In terms of physics, sound is the consequence of waves of compression and tension passing through a medium. If a really energetic sound is blasted through a liquid, a wave of tension can literally pull the liquid apart, forcing bubbles into existence. These bubbles contain gases that would otherwise be dissolved in the liquid -- the bubbles feel the squeeze when the tension is succeeded by a wave of compression, and their contents heat up dramatically. Theory predicts that temperatures in bubbles generated by this process, known as 'acoustic cavitation' may reach thousands of degrees Kelvin, comparable with the surface of the Sun.

Perhaps understandably, acoustic cavitation presents a few experimental challenges: good measurements inside a hot, cavitating bubble are scarce, and nobody has studied how temperature is influenced by external parameters such as the composition of the solution used in the experiments.
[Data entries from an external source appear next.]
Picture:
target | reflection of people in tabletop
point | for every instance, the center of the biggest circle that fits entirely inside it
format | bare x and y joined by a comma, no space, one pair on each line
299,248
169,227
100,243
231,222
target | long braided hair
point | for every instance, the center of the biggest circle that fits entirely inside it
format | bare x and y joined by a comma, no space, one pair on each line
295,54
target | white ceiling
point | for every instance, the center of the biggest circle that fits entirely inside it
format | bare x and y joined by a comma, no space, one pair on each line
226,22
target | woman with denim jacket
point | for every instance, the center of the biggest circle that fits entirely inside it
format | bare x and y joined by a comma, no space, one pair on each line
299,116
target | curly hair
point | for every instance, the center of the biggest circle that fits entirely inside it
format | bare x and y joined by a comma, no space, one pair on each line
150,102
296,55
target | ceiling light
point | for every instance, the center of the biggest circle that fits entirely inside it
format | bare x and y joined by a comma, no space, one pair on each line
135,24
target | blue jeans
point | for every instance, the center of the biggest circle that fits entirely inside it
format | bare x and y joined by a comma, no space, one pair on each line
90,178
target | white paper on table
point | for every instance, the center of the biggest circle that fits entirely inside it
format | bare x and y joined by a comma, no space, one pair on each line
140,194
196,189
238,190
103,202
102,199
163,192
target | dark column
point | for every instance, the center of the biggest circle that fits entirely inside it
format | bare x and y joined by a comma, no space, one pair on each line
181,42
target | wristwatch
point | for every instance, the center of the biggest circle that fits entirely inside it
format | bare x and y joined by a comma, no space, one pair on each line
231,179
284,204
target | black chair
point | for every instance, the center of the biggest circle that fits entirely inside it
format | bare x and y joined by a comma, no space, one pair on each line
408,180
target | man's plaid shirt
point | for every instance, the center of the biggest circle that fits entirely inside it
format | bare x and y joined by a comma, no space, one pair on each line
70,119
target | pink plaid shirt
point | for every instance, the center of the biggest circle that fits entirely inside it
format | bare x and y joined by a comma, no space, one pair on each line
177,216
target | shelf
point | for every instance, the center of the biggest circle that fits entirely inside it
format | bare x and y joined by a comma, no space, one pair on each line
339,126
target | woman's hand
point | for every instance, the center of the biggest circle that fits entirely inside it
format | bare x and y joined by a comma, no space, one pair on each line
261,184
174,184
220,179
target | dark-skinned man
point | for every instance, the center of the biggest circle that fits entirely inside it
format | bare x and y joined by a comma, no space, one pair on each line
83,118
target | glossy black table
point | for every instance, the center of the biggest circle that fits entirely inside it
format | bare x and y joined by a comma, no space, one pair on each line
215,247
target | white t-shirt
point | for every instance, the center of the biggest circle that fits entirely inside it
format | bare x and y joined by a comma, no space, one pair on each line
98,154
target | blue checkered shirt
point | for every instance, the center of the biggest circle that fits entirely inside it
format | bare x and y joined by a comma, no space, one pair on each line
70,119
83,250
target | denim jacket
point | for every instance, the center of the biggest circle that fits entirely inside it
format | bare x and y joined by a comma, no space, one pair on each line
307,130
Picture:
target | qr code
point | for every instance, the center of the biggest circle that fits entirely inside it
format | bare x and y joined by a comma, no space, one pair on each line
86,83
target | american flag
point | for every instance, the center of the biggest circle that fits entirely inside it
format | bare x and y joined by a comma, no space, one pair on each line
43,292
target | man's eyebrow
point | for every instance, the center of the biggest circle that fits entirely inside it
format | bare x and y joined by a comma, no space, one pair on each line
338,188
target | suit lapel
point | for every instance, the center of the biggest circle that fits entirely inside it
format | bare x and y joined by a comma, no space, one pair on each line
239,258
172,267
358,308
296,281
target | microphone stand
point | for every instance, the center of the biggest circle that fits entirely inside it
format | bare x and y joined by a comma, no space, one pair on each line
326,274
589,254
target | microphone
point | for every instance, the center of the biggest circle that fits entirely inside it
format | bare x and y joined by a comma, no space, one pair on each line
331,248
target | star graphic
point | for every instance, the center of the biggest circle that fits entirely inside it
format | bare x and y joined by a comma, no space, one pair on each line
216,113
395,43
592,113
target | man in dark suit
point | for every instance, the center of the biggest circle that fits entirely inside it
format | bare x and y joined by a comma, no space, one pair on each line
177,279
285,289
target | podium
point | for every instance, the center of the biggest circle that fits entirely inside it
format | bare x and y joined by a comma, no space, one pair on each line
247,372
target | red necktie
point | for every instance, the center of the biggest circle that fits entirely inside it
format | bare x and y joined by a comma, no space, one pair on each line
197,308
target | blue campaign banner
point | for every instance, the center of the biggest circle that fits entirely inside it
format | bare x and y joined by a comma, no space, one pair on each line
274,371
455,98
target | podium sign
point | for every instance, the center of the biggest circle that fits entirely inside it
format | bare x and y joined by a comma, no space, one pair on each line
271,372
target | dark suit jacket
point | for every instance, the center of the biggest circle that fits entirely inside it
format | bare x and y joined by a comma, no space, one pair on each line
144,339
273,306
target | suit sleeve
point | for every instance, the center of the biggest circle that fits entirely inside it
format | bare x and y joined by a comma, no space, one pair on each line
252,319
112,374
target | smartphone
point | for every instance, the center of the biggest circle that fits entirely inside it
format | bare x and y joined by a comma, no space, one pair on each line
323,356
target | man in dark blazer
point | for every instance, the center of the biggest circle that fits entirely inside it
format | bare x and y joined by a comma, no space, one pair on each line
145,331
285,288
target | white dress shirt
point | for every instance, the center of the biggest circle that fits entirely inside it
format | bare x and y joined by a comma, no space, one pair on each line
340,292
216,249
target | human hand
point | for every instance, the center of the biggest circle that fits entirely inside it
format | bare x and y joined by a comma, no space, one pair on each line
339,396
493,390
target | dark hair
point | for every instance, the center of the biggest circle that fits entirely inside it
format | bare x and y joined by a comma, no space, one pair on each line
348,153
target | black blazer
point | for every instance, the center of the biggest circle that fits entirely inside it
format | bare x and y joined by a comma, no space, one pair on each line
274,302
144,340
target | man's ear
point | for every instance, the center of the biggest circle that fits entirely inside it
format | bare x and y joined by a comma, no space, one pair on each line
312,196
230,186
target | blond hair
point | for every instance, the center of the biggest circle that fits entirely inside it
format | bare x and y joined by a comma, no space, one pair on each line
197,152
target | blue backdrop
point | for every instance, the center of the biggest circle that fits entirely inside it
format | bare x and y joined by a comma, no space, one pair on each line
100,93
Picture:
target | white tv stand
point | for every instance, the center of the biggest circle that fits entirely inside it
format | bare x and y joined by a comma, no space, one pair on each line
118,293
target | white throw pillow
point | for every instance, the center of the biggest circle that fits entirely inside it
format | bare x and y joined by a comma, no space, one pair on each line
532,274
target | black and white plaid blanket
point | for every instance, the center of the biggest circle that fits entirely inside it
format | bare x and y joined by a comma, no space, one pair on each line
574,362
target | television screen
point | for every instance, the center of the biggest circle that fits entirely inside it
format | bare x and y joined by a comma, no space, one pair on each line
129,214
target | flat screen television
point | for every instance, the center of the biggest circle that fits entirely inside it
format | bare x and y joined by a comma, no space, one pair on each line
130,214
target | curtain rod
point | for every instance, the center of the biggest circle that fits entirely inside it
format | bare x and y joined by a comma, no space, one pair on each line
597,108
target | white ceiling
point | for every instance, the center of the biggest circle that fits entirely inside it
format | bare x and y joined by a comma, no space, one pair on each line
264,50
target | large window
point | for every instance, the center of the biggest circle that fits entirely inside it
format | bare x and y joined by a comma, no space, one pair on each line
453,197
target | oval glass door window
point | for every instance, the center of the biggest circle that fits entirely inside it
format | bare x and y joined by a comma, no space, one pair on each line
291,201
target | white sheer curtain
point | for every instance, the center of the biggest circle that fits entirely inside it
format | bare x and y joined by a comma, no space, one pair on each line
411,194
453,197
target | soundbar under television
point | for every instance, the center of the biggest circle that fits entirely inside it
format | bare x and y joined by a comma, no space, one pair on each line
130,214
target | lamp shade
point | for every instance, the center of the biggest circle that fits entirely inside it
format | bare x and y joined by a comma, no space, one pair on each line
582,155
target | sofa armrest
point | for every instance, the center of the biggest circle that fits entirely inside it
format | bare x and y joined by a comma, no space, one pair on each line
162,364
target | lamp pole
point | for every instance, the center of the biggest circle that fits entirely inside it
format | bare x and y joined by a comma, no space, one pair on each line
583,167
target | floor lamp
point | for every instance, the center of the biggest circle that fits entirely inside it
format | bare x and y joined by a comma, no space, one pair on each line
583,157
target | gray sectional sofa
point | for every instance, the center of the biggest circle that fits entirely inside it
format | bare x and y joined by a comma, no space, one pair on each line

Enter Kenneth S. Suslick and colleagues from the University of Illinois and Urbana-Champaign, Illinois, who have come up with an ingenious method to take the temperatures of cavitating bubbles. They present their findings in a report in Nature.1

Given that inserting a thermometer into a cavitating bubble is impossible, Suslick and colleagues get the solution to report its own temperature. Chemical compounds containing the so-called 'transition' metals -- such as iron, and less familiar elements such as molybdenum and chromium -- are inherently colourful by virtue of peculiarities in their electronic structure. Some of these compounds emit light of a given colour the intensity of which is a direct measure of temperature. Suslick and colleagues show that if solutions of these metals are subject to acoustic cavitation, the intense light emitted by compound trapped inside cavitating bubbles will provide a direct reading of temperature inside the bubbles. Using this technique, the researchers establish beyond doubt that cavitating bubbles in a solution of the compound iron hexacarbonyl may reach 5,100 kelvin.

Now that the researchers have a precise probe of temperature, they can get to work on understanding the factors that influence temperature. The chemical composition of the solution is an important determinant: temperatures in solutions of molybdenum hexacarbonyl, for example, do not get as high as in an iron hexacarbonyl solution. But what makes the bubbles so hot to begin with? The researchers think that there is more to it than simple compression. One reason is that the heated bubbles become tiny chemical reactors, the consequences of which will naturally change the environment inside the bubble.


1  McNamara III, W.B., Didenko, Y.T. & Suslick, K.S. Sonoluminescence temperatures during multi-bubble cavitation. Nature 401, 772 (1999).